Bath are taking steps to ensure that there will be no repeat of the scandal which has enveloped the club by appointing their own internal police force after three of their players were handed lengthy suspensions for refusing to take drugs tests.

It can be said that 2009 has been an annus horribilis for the West Country club: this week three players, Michael Lipman, Alex Crockett and Andrew Higgins, were banned for nine months for refusing to take a drugs test; a fortnight ago former Wallaby lock Justin Harrison was given an eight-month ban, while in February England prop Matt Stevens was barred from playing for two years after being found guilty of cocaine abuse.

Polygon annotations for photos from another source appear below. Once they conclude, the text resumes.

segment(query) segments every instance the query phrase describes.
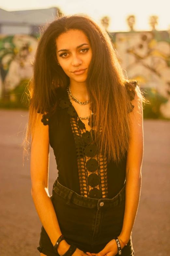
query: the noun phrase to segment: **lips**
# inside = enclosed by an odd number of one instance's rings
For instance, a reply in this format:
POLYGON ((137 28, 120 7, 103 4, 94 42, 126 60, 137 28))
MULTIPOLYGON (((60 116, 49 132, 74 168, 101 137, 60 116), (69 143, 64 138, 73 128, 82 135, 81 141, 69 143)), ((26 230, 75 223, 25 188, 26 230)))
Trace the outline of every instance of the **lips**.
POLYGON ((74 71, 73 71, 73 73, 75 73, 75 72, 79 72, 79 71, 82 71, 82 70, 85 70, 86 69, 86 68, 80 69, 78 69, 78 70, 77 69, 76 69, 76 70, 75 70, 74 71))

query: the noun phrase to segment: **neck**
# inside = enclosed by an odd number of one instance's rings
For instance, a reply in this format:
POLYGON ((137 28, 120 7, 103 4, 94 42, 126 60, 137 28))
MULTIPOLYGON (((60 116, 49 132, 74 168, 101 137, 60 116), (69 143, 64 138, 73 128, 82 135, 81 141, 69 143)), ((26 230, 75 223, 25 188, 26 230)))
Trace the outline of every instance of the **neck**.
POLYGON ((70 88, 72 94, 79 101, 83 102, 89 100, 85 82, 79 83, 70 81, 70 88))

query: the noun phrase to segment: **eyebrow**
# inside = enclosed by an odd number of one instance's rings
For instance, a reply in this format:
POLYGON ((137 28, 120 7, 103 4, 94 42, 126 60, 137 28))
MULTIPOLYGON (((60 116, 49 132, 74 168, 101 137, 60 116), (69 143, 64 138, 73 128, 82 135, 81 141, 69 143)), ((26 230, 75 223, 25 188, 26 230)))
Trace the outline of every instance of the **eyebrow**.
MULTIPOLYGON (((78 49, 78 48, 80 48, 80 47, 81 47, 82 46, 83 46, 83 45, 89 45, 89 44, 88 43, 82 43, 82 44, 80 44, 80 45, 78 45, 78 46, 77 46, 76 47, 76 49, 78 49)), ((57 52, 64 52, 65 51, 69 51, 69 49, 62 49, 61 50, 60 50, 59 51, 58 51, 57 52)))

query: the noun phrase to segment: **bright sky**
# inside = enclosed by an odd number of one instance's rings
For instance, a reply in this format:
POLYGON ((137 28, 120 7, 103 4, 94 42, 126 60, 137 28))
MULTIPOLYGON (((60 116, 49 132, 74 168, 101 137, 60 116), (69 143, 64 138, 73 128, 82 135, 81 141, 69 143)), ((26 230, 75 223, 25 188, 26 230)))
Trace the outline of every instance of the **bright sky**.
POLYGON ((0 8, 7 11, 53 7, 59 7, 65 14, 86 13, 98 22, 103 16, 108 16, 110 23, 108 30, 110 32, 128 30, 126 19, 130 15, 136 16, 135 28, 136 30, 150 30, 148 19, 151 15, 159 17, 158 30, 170 29, 168 0, 1 0, 0 2, 0 8))

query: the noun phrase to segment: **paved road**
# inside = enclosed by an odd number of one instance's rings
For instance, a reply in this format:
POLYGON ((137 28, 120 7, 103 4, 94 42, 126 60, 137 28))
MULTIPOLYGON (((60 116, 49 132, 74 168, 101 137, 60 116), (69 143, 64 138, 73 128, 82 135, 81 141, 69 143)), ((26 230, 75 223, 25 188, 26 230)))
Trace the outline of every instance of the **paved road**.
MULTIPOLYGON (((41 224, 31 196, 30 155, 23 166, 28 112, 0 110, 1 256, 38 256, 41 224)), ((139 205, 132 233, 135 256, 170 255, 170 122, 145 120, 139 205)), ((57 176, 50 149, 49 191, 57 176)))

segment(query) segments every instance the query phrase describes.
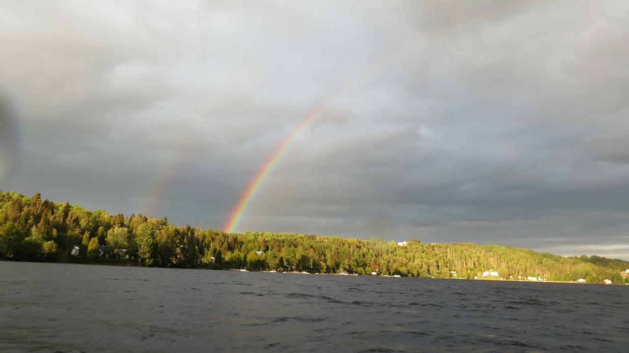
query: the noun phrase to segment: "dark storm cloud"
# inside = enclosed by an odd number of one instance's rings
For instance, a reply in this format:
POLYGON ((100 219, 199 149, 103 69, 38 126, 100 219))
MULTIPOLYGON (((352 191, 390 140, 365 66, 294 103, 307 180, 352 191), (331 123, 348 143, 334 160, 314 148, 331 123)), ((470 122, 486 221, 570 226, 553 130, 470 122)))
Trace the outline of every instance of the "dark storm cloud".
POLYGON ((240 231, 629 258, 628 21, 623 1, 3 3, 23 153, 0 187, 220 228, 317 109, 240 231))

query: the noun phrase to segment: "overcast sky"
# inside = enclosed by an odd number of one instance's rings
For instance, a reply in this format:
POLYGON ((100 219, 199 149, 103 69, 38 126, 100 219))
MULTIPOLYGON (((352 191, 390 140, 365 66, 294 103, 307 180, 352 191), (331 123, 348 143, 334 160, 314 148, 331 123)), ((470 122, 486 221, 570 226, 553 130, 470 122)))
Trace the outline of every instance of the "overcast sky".
POLYGON ((316 109, 237 231, 629 259, 628 24, 624 0, 0 0, 0 188, 221 229, 316 109))

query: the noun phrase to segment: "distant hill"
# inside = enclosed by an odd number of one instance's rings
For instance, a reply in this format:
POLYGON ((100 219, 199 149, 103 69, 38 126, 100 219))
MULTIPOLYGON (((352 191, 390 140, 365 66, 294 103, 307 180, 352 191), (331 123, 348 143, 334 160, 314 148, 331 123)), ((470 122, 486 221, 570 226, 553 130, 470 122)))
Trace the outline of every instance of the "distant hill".
POLYGON ((0 259, 459 278, 492 270, 504 279, 629 283, 621 275, 629 262, 599 256, 565 258, 499 245, 416 239, 401 246, 381 239, 226 234, 175 226, 165 217, 91 211, 42 200, 39 193, 28 197, 1 191, 0 259))

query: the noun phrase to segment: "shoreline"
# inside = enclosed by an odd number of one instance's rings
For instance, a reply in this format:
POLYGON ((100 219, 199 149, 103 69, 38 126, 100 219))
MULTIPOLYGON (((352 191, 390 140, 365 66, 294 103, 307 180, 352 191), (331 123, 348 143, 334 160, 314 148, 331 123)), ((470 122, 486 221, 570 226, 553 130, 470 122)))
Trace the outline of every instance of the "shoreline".
POLYGON ((164 268, 169 269, 205 269, 211 271, 231 271, 235 272, 264 272, 266 273, 289 273, 293 274, 327 274, 331 276, 360 276, 360 277, 384 277, 384 278, 430 278, 431 280, 466 280, 466 281, 492 281, 498 282, 526 282, 530 283, 563 283, 567 285, 600 285, 603 286, 629 286, 629 283, 623 284, 617 284, 617 283, 580 283, 575 281, 557 281, 557 280, 546 280, 546 281, 529 281, 526 280, 505 280, 501 278, 459 278, 456 277, 423 277, 423 276, 398 276, 398 275, 387 275, 387 274, 345 274, 345 273, 310 273, 309 272, 296 272, 296 271, 277 271, 274 270, 262 270, 262 269, 235 269, 235 268, 209 268, 206 267, 195 267, 195 268, 182 268, 182 267, 159 267, 159 266, 145 266, 141 264, 138 264, 135 262, 131 263, 120 263, 114 261, 95 261, 95 262, 81 262, 81 261, 14 261, 7 259, 0 259, 0 262, 7 262, 7 263, 53 263, 53 264, 78 264, 78 265, 96 265, 96 266, 123 266, 123 267, 136 267, 140 268, 164 268))

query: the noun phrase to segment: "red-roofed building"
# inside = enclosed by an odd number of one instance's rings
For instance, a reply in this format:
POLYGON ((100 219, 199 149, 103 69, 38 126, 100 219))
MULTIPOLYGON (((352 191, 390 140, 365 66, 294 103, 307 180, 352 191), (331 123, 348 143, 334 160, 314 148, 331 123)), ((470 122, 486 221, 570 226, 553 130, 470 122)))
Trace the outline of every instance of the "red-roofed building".
POLYGON ((374 269, 374 271, 371 272, 373 275, 376 275, 380 273, 380 265, 371 265, 371 268, 374 269))

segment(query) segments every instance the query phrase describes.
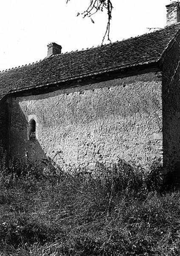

The club has had enough and now five senior players, Danny Grewcock, David Barnes, David Flatman, Joe Maddock and Stuart Hooper, have been elected by the Bath squad as the club's private "police force", charged in part with overseeing player discipline and making sure that standards of proper behaviour are met by all concerned.

England prop Barnes explained: "We've been elected by the playing group. We haven't been put up to this by the management. I don't believe a massive drugs problem has suddenly arisen in rugby, but illicit drugs are available in society and it would be naive to think that no rugby player in the country is touching them."

Grewcock said: "We don't want to react to issues, but to prevent them developing. We train together, play together and look after each other on the field. It's important that we understand the value of looking after each other off the field."

Another member of "The Force", Flatman added: "We want to have fun off the field and be successful on it, but we are determined to ensure that things are done in the right way.

"The club is the subject of horrible accusations and having its name dragged through the mud, it would be selfish of us as players not to feel offended by it, and not to feel responsible. The Bath club will be here long after we've gone, but we're the ones here now and it's up to us to make it better by being the best people we can be.

"Do I feel let down by the players who have left the club? No. Do I think there's a drug culture here? No. Is a 19-year-old player going to become a drug addict while he's at this club? No, that's not going to happen."